Apropos of all this and of interest to evolutionists, it’s worth noting that nearly every non-cursorial characteristic of the cheetah (Acinonyx jubatus) is duplicated in the fossa (Cryptoprocta ferox), the Malagasy carnivore usually classified as a Viverrid (with the civets and mongoose) that is considered cladistically the closest outlier to the Felidae.

The largest known predator ever was Andrewsarchus, an Eocene member of the family Mesonychidae, related to the modern ungulates. It may have been a scavenger rather than an active hunter.

More on Andrewsarchus

That is, largest known mammalian terrestrial predator.

Its already been said; but I saw within the last year on Animal Planet that Ligers are the largest cats to have ever lived.

The Mesonychids, of which* Andrewsarchus* was a large, late member, are also generally believed to have been the ancestors of the whales. Andy himself, though, was too late to have been in the direct lineage; the archaeocetes like Basilosaurus (Zeuglodon), not to mention Ambulocetus and Pakicetus, were already flourishing in the oceans when he was terrorizing Mongolia.

Would you mind repeating this link? As it stands now, it links to the entire Internet, which is no doubt accurate but not particularly useful. :wink:


Nothing until they died and the carrion eaters, probably pretty much everything, dug in. I would suppose that predators attacked the young whenever they got a chance and ate their eggs.

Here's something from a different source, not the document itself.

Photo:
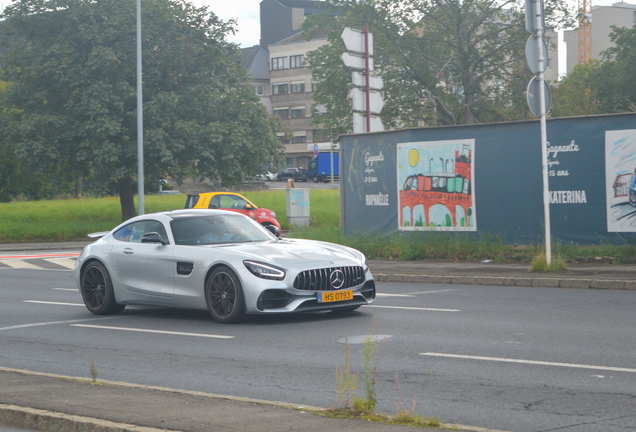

After all modern adult elephants, hippos and rhinos don’t have any predators other than people.

Good point. Although it’s possible (if unlikely) that there were predators large enough to take down the largest herbivores in the past.

In how many ecosystems (present or past) can the largest predator reliably prey upon the largest herbivores? I can think of two: the islands with komodo dragons, and the islands with the kodiak bears. Are there any other, especially non-island, examples?

In the New World tropics Jaguars can pretty reliably take tapirs, the largest herbivore, but they more commonly prey on deer and peccaries. But this is a rather artificial situation, since all the really large neotropical herbivores, which included mastodonts and giant ground sloths, were killed off at the end of the Pleistocene.

Oddly enough, possibly not in both your examples. Cuvierionis. the South American mastodont, survived well into the Holocene; the “youngest” subfossil specimen (in the sense of surviving most nearly to the present) was dated to the 4th Century A.D. There is some speculation that the so-called “Mayan elephants” were stylized representations of Cuvierionis. (They were stylized representations of something, but exactly what is hotly debated among the archaeological community.) And while Megatherium, the classic “giant ground sloth” of typical popular extinct-animal literature, was a goner by the end of the Pleistocene, there are subfossil remains and dung attributed to Mylodon, a smaller, dopier-looking ground sloth, that are almost certainly Holocene in age.